Géolocalisation sur la carte : France

(Voir situation sur carte : France)
Château d'Anet

Le château d'Anet est un château Renaissance, situé en Eure-et-Loir, qui fut commandité par Henri II pour Diane de Poitiers.

Historique[modifier | modifier le code]

De vostre Dianet - de vostre nom j'appelle
Vostre maison d'Anet - la belle architecture,
Les marbres animez, la vivante peinture,
Qui la font estimer des maisons la plus belle.

(Joachim du Bellay, Les Regrets, LI)

Le château fut construit sous la direction de Philibert Delorme (architecte), Jean Goujon (sculpteur) et Jean Cousin (peintre).

Seule subsiste aujourd'hui de son plan en quadrilatère ( dit "en U" ou encore "en fer à cheval") l'aile gauche, modifiée au milieu du XVIIe siècle, l'acquéreur de 1804 ayant fait sauter à la mine le corps central et l'aile droite en équerre[2].

Quelques fragments d'architecture et de sculpture furent achetés aux démolisseurs par Alexandre Lenoir, qui les fit transporter à Paris pour nourrir le musée des monuments français (alors situé dans l'actuelle école des Beaux-Arts). En particulier le portique du corps de logis central orné d'une figure de Diane, du groupe d'un cerf et de quatre chiens a occupé la cour des Beaux-Arts avant d'être déplacé à nouveau vers Anet.

Cet ornement était à l'origine un automate : le cerf remuait la tête et les chiens remuaient la patte arrière gauche pour marquer les heures ; le groupe actuel est une reproduction, l'original ayant été fondu à la Révolution.

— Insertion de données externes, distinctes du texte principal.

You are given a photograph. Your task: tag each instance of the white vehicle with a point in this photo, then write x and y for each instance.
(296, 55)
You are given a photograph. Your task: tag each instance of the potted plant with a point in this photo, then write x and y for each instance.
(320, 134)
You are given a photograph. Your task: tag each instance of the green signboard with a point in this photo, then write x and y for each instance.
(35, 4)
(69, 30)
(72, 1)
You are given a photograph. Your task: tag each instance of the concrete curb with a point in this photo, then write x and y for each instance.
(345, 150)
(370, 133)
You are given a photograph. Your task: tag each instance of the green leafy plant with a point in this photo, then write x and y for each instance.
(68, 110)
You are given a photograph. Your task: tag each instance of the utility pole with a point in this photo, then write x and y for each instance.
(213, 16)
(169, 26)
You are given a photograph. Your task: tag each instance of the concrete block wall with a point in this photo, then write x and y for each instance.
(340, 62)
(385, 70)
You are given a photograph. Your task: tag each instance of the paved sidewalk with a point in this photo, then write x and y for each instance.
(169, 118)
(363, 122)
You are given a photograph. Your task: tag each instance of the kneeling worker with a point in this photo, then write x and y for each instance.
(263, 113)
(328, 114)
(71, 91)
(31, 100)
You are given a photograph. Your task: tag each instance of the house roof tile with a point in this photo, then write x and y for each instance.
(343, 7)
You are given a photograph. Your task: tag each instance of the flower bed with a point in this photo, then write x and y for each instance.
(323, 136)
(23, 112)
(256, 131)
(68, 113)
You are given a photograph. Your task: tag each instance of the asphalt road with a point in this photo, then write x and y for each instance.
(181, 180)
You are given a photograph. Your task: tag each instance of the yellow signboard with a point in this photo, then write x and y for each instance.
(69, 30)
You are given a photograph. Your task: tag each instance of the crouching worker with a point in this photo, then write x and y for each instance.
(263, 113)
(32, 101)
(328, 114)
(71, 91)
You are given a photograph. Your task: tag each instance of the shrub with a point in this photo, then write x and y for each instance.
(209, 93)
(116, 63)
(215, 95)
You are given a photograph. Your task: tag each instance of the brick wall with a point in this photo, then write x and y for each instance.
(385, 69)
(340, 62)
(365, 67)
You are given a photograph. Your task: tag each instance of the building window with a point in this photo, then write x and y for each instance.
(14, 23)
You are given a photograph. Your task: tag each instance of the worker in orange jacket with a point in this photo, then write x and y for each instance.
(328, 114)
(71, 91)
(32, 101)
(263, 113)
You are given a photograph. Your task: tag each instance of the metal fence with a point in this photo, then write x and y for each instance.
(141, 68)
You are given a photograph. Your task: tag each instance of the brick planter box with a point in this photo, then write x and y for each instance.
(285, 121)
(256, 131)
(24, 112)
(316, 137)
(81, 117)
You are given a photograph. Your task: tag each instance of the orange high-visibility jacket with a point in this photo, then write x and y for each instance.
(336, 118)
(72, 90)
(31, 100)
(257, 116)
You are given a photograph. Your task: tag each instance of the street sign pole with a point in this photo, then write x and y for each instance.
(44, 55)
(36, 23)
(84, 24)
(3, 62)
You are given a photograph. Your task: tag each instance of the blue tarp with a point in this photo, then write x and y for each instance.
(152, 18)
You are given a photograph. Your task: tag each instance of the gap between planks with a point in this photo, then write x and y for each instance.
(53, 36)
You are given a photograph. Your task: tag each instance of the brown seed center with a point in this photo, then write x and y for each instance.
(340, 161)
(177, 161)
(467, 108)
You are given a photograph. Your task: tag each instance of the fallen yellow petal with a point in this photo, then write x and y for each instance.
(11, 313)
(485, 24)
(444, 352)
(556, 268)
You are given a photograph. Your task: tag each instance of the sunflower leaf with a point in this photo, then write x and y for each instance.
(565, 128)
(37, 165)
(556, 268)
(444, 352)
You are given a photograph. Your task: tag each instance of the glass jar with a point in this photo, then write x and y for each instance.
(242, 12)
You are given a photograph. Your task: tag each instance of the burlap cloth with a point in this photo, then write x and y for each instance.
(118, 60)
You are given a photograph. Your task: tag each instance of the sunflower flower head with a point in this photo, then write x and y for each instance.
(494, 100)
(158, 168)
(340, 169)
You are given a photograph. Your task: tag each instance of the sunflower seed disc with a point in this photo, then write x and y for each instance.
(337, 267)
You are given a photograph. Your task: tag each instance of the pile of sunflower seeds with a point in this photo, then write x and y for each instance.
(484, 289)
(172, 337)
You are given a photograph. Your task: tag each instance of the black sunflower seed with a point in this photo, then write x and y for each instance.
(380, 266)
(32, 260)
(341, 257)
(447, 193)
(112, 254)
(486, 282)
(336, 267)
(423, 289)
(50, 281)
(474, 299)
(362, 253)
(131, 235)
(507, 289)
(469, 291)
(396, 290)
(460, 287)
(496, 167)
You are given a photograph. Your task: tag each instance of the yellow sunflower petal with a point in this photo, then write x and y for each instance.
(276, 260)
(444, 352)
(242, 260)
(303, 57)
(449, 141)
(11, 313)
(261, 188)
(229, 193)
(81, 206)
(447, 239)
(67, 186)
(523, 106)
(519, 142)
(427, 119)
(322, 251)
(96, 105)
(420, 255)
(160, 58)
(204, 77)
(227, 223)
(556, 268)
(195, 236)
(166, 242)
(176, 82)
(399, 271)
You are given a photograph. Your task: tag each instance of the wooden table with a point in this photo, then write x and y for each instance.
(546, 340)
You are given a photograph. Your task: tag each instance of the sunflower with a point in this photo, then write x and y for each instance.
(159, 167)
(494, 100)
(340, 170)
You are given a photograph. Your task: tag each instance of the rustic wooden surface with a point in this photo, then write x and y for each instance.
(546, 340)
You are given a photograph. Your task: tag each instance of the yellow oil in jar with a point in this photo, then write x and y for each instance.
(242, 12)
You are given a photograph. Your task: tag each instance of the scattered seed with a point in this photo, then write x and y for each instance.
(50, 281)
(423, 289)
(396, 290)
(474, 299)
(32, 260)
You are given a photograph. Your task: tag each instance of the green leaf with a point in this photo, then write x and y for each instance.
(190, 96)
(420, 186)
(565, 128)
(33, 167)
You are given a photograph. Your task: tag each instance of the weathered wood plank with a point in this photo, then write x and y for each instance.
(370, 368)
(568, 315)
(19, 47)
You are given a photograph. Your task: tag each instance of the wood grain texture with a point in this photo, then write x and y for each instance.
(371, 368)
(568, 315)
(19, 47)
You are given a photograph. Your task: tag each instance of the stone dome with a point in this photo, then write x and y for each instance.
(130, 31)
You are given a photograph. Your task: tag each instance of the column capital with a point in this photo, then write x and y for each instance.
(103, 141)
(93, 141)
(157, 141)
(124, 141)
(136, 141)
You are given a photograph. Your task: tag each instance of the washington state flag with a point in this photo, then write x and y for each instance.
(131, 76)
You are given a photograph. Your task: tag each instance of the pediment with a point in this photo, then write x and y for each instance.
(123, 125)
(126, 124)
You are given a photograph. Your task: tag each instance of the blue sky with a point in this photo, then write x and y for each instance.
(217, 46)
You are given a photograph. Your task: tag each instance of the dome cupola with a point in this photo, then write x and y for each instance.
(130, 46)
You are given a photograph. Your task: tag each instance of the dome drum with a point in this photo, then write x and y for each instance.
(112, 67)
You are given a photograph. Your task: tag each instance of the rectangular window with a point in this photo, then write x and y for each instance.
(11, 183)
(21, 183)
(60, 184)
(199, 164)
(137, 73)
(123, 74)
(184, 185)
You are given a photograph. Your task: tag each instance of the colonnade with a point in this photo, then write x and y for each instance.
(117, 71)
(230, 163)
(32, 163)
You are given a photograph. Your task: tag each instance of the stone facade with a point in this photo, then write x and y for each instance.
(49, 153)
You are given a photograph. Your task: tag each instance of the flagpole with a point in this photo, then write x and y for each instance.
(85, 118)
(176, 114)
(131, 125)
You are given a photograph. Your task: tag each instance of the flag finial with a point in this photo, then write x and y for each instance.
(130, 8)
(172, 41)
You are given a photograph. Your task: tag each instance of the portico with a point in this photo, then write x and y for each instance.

La chapelle fut restaurée de 1844 à 1851 par l'architecte Auguste Caristie, et un portique vint habiller sa façade autrefois masquée par une aile (galerie).

L'ére des Princes[modifier | modifier le code]

En 1615 le domaine passa des Brézé aux Mercœur, et en 1609 de Françoise de Mercœur l'apporta par mariage à César de Vendôme.

Celui-ci y apporta des modifications nombreuses et jugées désastreuses : déplacement de la fontaine de Diane, remplacement et destruction des vitraux en "grisaille", transformation du parc et démolition de certaines de ses dépendances et de la galerie qui entourait les jardins (modifiés)… mais par la création du grand canal il accrut les nappes d'eau. Il fit bâtir les deux pavillons et l'hémicycle entre l'aile gauche et la chapelle funéraire

Au château il fit retirer les meneaux des fenêtres et les cordons de pierre passant d'une à l'autre, transformer les fenêtres du rez-de-chaussée en portes-fenêtres, plaquer une façade en bossage et orner l'étage d'une ordonnance de huit pilastres à chapiteaux ioniques au centre décoré d'un trophée guerrier de style Louis XIV, enfin fit exhausser de moitié les combles afin d'y gagner des appartements (état actuel).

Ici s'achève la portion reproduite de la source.